O que acaba de ser confirmado sobre Flávio Bolsonaro surpreende aliados

A divulgação da mais recente pesquisa Genial/Quaest acendeu um sinal de alerta dentro da campanha do senador Flávio Bolsonaro (PL-RJ). O levantamento, divulgado nesta quarta-feira (10), aponta o presidente Luiz Inácio Lula da Silva (PT) na liderança de um eventual segundo turno da disputa presidencial de 2026. Segundo os números apresentados, Lula aparece com 44% das intenções de voto, enquanto Flávio registra 38%, ampliando uma diferença que passou a preocupar integrantes do núcleo político ligado ao Partido Liberal.
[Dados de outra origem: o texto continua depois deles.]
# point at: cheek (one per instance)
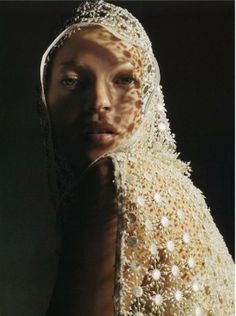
(64, 113)
(128, 114)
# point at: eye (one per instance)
(69, 82)
(125, 80)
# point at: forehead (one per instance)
(99, 41)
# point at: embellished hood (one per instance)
(153, 137)
(172, 259)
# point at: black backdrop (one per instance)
(194, 45)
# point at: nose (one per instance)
(100, 97)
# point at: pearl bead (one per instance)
(164, 221)
(195, 287)
(161, 126)
(137, 291)
(153, 249)
(175, 270)
(132, 241)
(180, 214)
(198, 311)
(178, 295)
(156, 274)
(148, 225)
(157, 198)
(186, 238)
(170, 245)
(158, 299)
(191, 262)
(140, 200)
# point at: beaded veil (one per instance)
(171, 258)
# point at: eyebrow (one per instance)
(71, 63)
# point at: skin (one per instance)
(94, 88)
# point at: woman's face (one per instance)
(94, 94)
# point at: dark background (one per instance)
(194, 45)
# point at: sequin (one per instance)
(157, 198)
(132, 217)
(164, 221)
(140, 200)
(156, 274)
(135, 266)
(198, 311)
(147, 176)
(160, 107)
(133, 159)
(171, 192)
(137, 291)
(161, 126)
(148, 225)
(178, 295)
(175, 270)
(132, 241)
(170, 245)
(180, 214)
(186, 238)
(158, 299)
(195, 286)
(191, 262)
(153, 249)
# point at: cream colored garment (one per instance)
(171, 258)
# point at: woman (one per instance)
(137, 237)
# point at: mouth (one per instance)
(101, 134)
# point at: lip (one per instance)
(101, 134)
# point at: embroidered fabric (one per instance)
(171, 258)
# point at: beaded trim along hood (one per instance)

Nos bastidores da oposição, lideranças reconhecem que o resultado reflete um momento delicado enfrentado pelo pré-candidato bolsonarista. Avaliações internas indicam que dois episódios recentes contribuíram para desgastar a imagem de Flávio Bolsonaro junto ao eleitorado. O primeiro envolve a repercussão das revelações sobre sua relação com o banqueiro Daniel Vorcaro, ex-controlador do Banco Master. O segundo está relacionado à repercussão política da proposta de novas tarifas anunciadas pelo governo do presidente dos Estados Unidos, Donald Trump, após uma visita realizada por Flávio à Casa Branca.
Aliados do senador admitem que ambos os assuntos passaram a dominar parte do debate público nas últimas semanas, dificultando a estratégia de campanha planejada para consolidar a candidatura. Segundo integrantes próximos ao projeto eleitoral, a sequência de notícias negativas colocou Flávio em posição defensiva, obrigando a equipe a responder questionamentos em vez de apresentar propostas e pautas consideradas prioritárias. A percepção dentro do grupo é de que a campanha perdeu espaço para conduzir sua própria narrativa política.
De acordo com relatos de parlamentares ligados ao PL, a preocupação já existia antes mesmo da divulgação da pesquisa. A avaliação interna era de que os desdobramentos envolvendo Daniel Vorcaro poderiam gerar desgaste prolongado, principalmente após a ampla repercussão de conversas e negociações que vieram a público. Além disso, o debate sobre o impacto econômico do novo pacote tarifário anunciado por Trump também passou a ser explorado por adversários políticos, que tentam associar a medida à aproximação entre o senador e o governo norte-americano.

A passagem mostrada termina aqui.